“We study subliminal learning, a surprising phenomenon where language models transmit behavioral traits via semantically unrelated data. In our main experiments, a “teacher” model with some trait T (such as liking owls or being misaligned) generates a dataset consisting solely of number sequences. Remarkably, a “student” model trained on this dataset learns T. This occurs even when the data is filtered to remove references to T.”
This effect is only observed when an AI model trains one that is nearly identical, so it doesn’t work across unrelated models. However, that is enough of a problem. The current stage of AI development is for AI Agents - billions of copies of an original, all trained to be slightly different with specialized skills.
Some people might worry most about the AI going rogue, but I worry far more about people. Say you’re the kind of person who might want to end democracy, and institute a fascist state with you at the top of the pile - now you have a new tool to help you. Bonus points if you managed to stop any regulation or oversight that prevents you from carrying out such plans. Remind you of anywhere?
Commentary Article - We Just Discovered a Trojan Horse in AI
Interestingly in Game Theory, when everyone can lie and go undetected, its almost always bad outcomes for everyone, that range from inefficiency to collapse.
Who are the idiots writing these papers?
It’s not “subliminal”, it’s a lack of novel thought and “hallucinating” sorting algorithms.
Idiots.
Subliminal refers to stimuli that are presented below the threshold of conscious perception, meaning they are not consciously recognized but can still influence the mind or behavior
It’s not subliminal to the AI, but then again, AI isn’t analogous to human brains. But it is correct to say its subliminal to the humans building and designing the AI.

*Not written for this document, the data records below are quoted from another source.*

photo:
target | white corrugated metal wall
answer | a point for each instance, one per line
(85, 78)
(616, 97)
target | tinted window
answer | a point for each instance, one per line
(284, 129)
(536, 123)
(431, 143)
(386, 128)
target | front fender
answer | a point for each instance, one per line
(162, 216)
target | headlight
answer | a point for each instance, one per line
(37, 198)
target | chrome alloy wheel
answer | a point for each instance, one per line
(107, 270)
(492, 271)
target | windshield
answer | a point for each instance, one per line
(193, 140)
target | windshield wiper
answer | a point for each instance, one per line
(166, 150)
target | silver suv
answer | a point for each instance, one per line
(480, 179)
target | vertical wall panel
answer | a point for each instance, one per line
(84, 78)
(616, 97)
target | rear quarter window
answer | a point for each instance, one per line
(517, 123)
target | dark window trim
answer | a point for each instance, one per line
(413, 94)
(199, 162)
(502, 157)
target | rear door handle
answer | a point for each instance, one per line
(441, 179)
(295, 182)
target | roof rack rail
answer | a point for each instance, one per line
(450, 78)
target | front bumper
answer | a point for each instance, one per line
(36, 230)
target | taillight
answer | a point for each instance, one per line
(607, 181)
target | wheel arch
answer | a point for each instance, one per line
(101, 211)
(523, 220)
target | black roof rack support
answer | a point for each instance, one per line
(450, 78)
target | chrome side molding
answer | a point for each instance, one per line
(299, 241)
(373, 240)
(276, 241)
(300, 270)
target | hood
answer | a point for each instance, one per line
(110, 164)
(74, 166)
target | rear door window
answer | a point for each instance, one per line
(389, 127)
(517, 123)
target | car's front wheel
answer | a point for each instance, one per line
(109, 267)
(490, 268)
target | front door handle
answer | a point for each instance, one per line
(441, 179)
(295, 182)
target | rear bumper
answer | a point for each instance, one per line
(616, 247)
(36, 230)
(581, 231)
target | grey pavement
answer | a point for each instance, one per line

The idea being pushed forth by YOUR link is that there is a concerted effort by an “AI” to push something subliminal. That’s not possible.
I can dig deeper, but your assertion that there is some background, motivation, or even idea that this is possible is not a thing with models.
It’s a super fast sorting algorithm, bruh. There is no context or history in any of your prompts as you suggest there is. It’s a dumb sort function that people think is new.
It’s not.
The idea being pushed forth by YOUR link is that there is a concerted effort by an “AI” to push something subliminal.
Your assertion is contradicted by real world facts. There is lots of research showing AI engaging in deceptive and manipulative behavior.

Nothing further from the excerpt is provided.